In a typical corporate environment, one has to get things done through interaction with a number of people from various internal departments. Though your work depends on contributions from multiple heads, only a few directly report to you and many don't even indirectly report to you. Sometimes situations become tricky when pleading, badgering, threatening, cajoling, praying, etc. don't seem to work. The only respite in such situations is escalating the matter higher up with possible onset of another set of problems like departmental blame game resulting in even more friction in intra-department working relationship. Is there a way out from this dilemma?

Take an example of a Brand Manager. He has to interact with various internal departments like sales, R&D, finance, packaging, and purchase over which he has hardly any direct or indirect control. Yet the poor guy is expected to get things done (after all he is the CEO of his brand) by playing hard-ball or soft-ball with all these agencies. Sometimes things move smoothly while many times too much heat gets generated from friction. Personal egos emerge and personal agendas come. Yet, like Titan, he is expected to slaughter all obstacles. This poor guy's life would be much easier if the people he regularly interacts with have some proportion of their performance appraisal based on how they help this brand manager achieve his goal. What I am talking about is - Activity Based Performance Appraisal (ABPA). Wow, it seems I have coined something fancy and hopefully useful!
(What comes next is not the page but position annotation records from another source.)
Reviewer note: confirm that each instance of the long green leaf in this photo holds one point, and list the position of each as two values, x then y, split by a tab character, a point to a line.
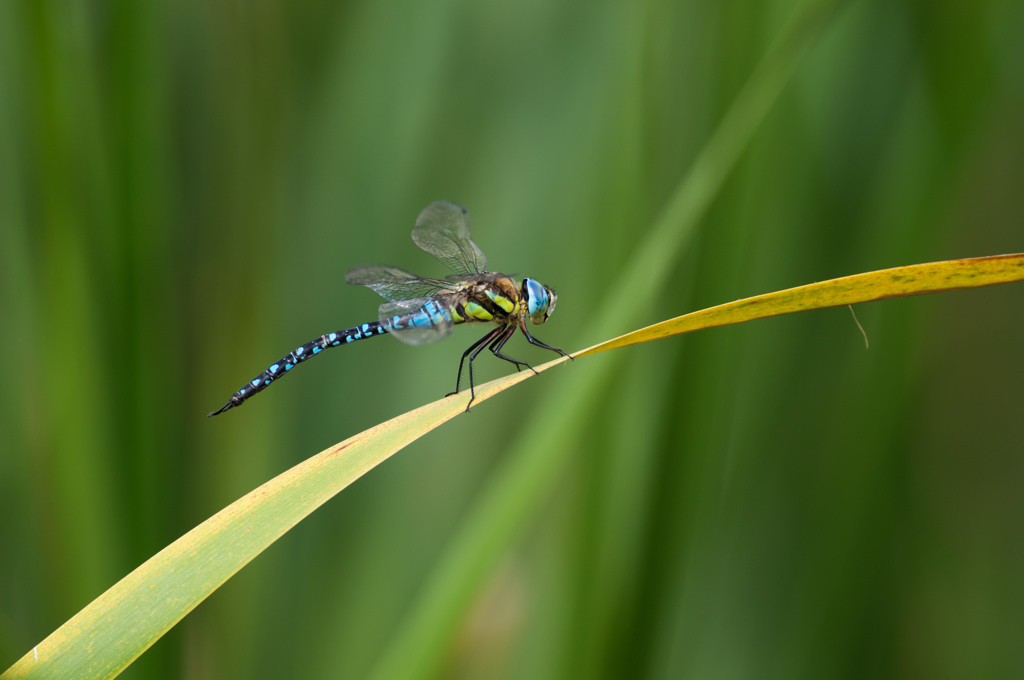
121	624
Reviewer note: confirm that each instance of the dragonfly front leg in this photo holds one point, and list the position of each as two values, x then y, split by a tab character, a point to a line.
535	341
472	383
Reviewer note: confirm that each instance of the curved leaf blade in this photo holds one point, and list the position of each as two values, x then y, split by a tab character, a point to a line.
116	628
869	287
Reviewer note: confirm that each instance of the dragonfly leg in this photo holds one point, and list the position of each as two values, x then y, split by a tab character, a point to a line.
481	341
535	341
496	349
478	348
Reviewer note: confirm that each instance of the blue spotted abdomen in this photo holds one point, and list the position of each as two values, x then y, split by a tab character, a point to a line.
299	354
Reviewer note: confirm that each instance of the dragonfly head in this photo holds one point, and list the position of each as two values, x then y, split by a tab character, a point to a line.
540	300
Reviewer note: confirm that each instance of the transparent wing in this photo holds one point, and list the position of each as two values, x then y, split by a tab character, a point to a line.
442	230
417	322
394	284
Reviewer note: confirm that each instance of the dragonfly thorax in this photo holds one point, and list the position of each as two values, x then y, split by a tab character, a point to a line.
540	300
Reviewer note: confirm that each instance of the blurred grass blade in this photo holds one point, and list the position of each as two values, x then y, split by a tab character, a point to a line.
120	625
898	282
109	634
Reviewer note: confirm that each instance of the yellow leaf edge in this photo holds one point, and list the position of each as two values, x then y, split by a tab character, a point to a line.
148	601
868	287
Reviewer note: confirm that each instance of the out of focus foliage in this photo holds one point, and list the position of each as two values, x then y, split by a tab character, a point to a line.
183	184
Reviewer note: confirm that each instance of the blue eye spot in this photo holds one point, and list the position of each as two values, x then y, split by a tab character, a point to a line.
537	299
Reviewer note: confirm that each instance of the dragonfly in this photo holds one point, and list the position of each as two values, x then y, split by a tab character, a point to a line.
421	310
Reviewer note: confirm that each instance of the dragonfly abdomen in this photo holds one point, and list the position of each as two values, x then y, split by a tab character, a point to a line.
300	354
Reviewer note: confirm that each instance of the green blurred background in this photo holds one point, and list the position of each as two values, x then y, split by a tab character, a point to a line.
183	184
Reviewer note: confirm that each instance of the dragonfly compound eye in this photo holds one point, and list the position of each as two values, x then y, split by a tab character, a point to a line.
540	300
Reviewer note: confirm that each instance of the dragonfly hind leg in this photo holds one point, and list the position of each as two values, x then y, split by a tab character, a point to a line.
474	350
496	349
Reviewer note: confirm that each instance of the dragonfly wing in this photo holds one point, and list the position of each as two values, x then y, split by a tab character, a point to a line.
442	230
394	284
417	322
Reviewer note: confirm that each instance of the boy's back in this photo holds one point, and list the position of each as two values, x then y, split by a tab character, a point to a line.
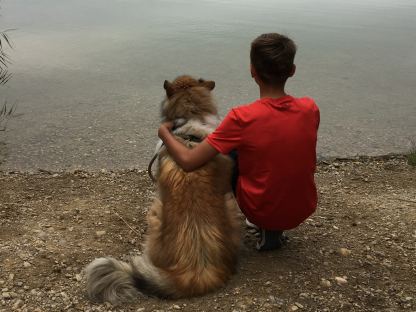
276	143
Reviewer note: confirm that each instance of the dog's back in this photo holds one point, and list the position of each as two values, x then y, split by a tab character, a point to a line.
196	248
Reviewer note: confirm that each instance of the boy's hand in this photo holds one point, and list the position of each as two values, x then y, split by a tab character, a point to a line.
165	128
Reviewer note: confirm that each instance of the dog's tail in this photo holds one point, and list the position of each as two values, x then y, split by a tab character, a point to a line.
116	281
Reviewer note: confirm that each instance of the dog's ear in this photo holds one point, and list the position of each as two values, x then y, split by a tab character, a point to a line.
169	88
209	84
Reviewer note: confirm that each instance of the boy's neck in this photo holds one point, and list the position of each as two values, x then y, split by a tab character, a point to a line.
267	91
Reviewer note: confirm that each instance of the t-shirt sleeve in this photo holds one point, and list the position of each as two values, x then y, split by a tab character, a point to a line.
227	136
317	116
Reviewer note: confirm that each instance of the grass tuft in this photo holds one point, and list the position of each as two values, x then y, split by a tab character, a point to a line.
411	157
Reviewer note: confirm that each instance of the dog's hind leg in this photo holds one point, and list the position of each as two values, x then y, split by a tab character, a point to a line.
235	216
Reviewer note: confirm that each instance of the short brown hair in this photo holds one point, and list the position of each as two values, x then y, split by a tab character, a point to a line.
272	57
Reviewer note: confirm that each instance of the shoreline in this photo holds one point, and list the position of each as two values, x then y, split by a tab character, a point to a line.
355	253
320	161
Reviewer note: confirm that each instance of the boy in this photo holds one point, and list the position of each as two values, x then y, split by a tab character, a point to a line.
275	139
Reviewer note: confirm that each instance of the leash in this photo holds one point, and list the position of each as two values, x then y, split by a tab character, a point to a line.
177	123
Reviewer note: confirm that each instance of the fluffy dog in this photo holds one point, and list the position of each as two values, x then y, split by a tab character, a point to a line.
193	233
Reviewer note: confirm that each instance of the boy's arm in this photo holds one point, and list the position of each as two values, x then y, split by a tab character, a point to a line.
188	159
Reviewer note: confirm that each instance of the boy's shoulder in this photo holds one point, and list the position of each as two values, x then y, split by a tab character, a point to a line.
304	103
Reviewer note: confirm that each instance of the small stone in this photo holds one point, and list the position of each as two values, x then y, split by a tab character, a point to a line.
6	295
340	280
325	283
26	264
298	305
100	233
344	252
17	304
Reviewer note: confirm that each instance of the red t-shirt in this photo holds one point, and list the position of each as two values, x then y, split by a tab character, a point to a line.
276	144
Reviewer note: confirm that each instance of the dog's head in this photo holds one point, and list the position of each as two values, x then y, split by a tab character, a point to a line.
187	97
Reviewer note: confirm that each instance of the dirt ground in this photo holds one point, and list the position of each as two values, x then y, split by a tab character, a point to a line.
356	253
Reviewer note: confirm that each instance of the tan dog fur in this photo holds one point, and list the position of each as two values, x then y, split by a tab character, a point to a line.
193	232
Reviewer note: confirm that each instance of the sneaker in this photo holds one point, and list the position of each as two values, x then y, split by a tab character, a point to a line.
270	240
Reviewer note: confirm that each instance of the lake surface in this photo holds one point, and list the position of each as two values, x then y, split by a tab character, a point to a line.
88	74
So, what happens in Activity Based Performance Appraisal? Let's see using the same Brand Manager example. For the sake of illustration, let's assume that six people are in play – Brand Manager, Packaging Development guy, R&D guy, Finance guy, Purchase guy, and sales guy. Typically, a brand manager would be handling one brand while guys from packaging development, R&D, Finance, Purchase, and Sales would be working on many brands (say, 5 brands).

In this example of Activity Based Performance Appraisal (ABPA), 50% performance appraisal of the Brand Manager would be done by the guys from packaging development, R&D, finance, purchase, and sales while the balance 50% would be appraised by his immediate boss. Similarly, 50% of performance appraisal of guys from packaging development, R&D, finance, purchase, and sales would be decided by various Brand Managers for whose brands they work in the ratio of time spent on each brand while balance 50% of performance appraisal would be done by their immediate supervisors based on quality of their work related to their technical area.

Of course this is just an idea. For making it work, it would need company specific judgement and refinement. But once implemented, Activity Based Performance Appraisal (ABPA) would ensure that no one takes the other for granted. Things would move smoothly and lesser degree of follow-up would be required to get things done. Democracy will come to organizations!